Reference: https://www.nature.com/articles/s42256-024-00795-w

Code repository：https://github.com/bio-ontology-research-group/deepgo2


# Integration of GO predicted by DeepGO-SE

Load the DeepGO-SE prediction results, merge the prediction data of different GO types (BP, CC, MF), and count the number of predictions for each GO type.

In [4]:
# Load DeepGO-SE prediction results
go_types = ['BP', 'CC', 'MF']
df_list = []
for go in go_types:
    fp = os.path.join(deepgo_base, f"{go}.csv")
    df = pd.read_csv(fp, header=None, sep='\t', names=['uniprot', 'GO_term', 'kcat'])
    df['go_type'] = go
    df_list.append(df)
df_final = pd.concat(df_list)
df_final.to_excel(os.path.join(deepgo_base, "GO_Predictions_Combined.xlsx"), index=False)

result = {}
for _, row in df_final.iterrows():
    result.setdefault(row['go_type'], {}).setdefault(row['uniprot'], set()).add(row['GO_term'])
for gt in result:
    for uid in result[gt]:
        result[gt][uid] = list(result[gt][uid])
        
print("GO term counts by type:")
print(df_final['go_type'].value_counts())

GO term counts by type:
BP    75631
MF    30511
CC    15317
Name: go_type, dtype: int64


It is to load the GO (Gene Ontology) data and the kcat value file, and calculate the average kcat value of the GO items of the specified organisms (such as Escherichia coli, Bacillus subtilis, etc.)

In [5]:
go = obo_parser.GODag(obo_path)

# Calculate GO-kcat values
go_kcat_out_file = os.path.join(output_dir, "go_kcat_mean_parent.json")
go_term_mean_kcat_dict = get_go_term_mean_kcat_by_org_v3_2(norm_model, result, org_type, org_name, GO_kcat_file, go)
with open(go_kcat_out_file, 'w') as f:
    json.dump(go_term_mean_kcat_dict, f, indent=4)

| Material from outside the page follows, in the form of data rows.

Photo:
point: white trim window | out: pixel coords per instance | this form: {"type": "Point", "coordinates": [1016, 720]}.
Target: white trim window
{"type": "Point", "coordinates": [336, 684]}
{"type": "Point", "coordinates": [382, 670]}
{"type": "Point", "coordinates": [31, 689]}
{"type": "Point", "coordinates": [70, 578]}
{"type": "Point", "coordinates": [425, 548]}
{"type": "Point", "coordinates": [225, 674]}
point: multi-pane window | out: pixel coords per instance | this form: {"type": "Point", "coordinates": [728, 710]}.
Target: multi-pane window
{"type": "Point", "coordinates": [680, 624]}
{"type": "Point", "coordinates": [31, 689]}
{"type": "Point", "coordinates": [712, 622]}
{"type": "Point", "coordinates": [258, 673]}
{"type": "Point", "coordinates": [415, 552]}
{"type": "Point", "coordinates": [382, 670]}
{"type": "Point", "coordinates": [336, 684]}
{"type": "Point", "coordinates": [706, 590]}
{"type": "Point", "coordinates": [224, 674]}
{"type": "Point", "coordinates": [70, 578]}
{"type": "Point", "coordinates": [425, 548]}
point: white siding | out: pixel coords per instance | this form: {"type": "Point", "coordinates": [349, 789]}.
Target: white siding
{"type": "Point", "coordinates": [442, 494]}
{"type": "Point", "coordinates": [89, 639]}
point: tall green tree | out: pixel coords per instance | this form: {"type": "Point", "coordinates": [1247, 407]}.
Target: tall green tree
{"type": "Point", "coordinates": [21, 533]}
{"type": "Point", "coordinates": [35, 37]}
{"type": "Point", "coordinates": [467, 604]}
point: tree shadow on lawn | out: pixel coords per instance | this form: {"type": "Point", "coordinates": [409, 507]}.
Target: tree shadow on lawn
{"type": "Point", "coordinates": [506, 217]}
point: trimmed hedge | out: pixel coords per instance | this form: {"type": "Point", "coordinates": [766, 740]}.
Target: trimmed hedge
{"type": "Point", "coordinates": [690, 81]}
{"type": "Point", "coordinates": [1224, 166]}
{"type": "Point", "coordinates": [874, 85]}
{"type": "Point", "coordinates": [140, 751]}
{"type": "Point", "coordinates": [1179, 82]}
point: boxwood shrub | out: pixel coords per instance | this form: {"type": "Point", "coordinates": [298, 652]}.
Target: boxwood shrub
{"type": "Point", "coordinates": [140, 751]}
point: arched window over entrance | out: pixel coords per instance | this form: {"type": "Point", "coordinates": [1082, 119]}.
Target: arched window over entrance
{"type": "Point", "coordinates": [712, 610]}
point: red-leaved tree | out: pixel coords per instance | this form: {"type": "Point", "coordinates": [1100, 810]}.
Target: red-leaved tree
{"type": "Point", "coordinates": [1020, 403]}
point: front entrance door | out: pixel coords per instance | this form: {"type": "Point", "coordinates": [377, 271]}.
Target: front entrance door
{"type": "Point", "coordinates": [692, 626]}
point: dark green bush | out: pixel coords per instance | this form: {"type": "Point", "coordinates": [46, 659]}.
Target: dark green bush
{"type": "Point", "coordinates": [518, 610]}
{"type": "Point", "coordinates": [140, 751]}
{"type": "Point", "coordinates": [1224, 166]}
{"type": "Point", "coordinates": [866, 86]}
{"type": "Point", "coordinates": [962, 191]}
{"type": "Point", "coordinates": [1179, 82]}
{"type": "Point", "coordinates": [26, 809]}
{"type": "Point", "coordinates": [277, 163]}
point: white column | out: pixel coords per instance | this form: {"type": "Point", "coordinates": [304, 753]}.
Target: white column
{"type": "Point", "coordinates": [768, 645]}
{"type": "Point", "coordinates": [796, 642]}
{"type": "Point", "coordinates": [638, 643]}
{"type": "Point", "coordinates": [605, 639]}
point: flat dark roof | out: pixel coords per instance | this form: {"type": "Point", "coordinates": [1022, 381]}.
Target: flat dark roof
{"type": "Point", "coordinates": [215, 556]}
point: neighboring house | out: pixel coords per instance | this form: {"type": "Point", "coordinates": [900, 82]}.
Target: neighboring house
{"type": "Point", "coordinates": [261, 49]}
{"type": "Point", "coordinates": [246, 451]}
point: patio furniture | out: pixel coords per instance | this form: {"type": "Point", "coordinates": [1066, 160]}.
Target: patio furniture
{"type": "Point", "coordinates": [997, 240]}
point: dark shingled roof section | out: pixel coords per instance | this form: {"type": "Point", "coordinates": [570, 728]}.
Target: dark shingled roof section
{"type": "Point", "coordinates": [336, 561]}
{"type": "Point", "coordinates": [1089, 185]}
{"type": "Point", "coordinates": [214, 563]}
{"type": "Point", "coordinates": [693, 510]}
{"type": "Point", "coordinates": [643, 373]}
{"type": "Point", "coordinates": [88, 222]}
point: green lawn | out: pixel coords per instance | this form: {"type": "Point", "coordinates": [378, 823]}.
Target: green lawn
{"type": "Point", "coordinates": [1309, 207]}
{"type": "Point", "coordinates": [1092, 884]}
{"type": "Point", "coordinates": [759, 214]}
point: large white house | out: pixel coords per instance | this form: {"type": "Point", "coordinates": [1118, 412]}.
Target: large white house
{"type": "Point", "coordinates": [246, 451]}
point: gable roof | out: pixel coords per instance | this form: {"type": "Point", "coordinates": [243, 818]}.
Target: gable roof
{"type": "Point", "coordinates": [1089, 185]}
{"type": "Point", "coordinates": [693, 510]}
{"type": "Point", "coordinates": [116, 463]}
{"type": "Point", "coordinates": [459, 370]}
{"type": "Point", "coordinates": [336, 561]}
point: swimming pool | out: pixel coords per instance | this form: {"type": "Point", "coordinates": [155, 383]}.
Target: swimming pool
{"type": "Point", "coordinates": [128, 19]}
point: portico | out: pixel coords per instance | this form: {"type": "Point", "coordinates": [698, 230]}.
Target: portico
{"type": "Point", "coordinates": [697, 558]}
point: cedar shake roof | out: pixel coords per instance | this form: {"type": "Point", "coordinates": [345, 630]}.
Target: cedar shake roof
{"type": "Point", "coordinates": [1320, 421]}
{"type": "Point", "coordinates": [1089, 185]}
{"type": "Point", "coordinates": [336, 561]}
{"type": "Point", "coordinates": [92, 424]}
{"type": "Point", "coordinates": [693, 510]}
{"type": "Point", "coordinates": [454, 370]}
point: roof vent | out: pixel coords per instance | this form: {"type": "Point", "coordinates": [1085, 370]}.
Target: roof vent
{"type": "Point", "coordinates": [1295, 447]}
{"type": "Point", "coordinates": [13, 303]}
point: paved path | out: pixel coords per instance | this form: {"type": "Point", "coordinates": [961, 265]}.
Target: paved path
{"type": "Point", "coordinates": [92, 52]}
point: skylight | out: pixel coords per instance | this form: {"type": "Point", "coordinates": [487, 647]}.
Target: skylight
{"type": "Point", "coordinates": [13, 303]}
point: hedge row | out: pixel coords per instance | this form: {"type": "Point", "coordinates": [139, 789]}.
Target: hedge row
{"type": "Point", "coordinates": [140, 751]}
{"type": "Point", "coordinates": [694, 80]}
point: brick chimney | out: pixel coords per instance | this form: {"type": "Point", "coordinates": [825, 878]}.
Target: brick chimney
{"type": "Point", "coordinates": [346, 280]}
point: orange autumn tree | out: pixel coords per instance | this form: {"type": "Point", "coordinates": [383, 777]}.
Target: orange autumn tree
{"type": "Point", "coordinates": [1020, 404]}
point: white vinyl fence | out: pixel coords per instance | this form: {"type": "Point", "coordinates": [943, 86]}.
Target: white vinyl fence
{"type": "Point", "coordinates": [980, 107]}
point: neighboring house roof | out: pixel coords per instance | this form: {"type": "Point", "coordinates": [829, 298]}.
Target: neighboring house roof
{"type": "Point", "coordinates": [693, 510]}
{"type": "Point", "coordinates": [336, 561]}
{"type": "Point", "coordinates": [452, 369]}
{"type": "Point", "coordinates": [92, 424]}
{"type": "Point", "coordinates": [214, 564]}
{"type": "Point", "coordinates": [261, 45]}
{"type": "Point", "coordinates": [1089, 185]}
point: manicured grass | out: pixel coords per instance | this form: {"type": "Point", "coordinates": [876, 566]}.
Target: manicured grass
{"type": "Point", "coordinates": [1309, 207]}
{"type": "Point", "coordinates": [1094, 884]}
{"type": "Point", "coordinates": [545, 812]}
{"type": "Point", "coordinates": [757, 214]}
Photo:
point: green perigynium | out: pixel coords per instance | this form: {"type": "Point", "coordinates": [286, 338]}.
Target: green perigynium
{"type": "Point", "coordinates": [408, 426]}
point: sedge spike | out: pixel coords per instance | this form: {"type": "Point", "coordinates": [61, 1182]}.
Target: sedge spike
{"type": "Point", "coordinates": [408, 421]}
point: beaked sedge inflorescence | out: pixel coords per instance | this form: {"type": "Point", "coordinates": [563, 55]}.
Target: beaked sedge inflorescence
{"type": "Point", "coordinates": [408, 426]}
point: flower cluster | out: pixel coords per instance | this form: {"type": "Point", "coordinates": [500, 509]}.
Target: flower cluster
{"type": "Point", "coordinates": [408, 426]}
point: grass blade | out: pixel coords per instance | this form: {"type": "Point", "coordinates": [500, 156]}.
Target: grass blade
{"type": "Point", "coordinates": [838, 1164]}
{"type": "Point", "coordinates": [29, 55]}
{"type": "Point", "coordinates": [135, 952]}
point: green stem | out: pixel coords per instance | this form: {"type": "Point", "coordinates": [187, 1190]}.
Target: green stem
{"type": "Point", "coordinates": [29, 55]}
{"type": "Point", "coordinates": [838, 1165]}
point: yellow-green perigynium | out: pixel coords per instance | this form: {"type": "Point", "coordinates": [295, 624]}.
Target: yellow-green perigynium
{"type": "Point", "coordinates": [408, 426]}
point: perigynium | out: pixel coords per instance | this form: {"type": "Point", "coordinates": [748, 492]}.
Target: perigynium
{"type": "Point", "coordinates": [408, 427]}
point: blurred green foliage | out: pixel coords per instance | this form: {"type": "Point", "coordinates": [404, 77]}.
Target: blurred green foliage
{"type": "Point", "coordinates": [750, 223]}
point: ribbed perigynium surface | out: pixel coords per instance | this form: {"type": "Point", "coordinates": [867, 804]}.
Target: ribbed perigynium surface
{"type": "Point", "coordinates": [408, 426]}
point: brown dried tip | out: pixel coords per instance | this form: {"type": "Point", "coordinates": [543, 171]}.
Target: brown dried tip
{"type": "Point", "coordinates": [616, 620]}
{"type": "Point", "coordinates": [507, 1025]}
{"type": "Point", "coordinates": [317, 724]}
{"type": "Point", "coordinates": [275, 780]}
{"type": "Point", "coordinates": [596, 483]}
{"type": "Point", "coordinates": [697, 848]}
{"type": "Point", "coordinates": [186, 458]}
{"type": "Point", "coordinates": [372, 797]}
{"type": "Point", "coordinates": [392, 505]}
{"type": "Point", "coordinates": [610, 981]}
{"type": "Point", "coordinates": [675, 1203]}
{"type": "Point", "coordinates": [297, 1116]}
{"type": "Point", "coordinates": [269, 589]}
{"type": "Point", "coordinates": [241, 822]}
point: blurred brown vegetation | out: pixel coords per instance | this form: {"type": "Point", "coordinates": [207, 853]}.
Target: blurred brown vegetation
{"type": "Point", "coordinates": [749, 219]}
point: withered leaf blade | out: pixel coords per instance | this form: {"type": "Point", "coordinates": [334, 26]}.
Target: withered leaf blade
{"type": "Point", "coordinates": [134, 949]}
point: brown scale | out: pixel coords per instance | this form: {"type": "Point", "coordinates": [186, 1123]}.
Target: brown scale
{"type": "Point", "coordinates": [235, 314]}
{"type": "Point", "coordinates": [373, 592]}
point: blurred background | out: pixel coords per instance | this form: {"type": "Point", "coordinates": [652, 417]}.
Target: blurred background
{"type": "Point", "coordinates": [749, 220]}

../data/GO/go-basic.obo: fmt(1.2) rel(2025-03-16) 43,544 Terms


100%|██████████| 5883/5883 [11:14<00:00,  8.72it/s] 


# Obtain the Reaction-gene-GO relationship

In [None]:
# Post-process into max/mean/median
for go_type in ['Total']:
    for clc_type in ['median']:
        out_file = os.path.join(output_dir, f'go_kcat_mean_parent_process_{go_type}_{clc_type}.json')
        data = process_data(go_term_mean_kcat_dict, go_type, clc_type)
        with open(out_file, 'w') as f:
            json.dump(data, f, indent=4)

print("\nSummary of GO-term kcat coverage:")
for gt in ['Total']:
    count = sum(1 for reac in go_term_mean_kcat_dict if any(go_term_mean_kcat_dict[reac][gt].values()))
    print(f"{gt}: {count} reactions")


Summary of GO-term kcat coverage:
Total: 5338 reactions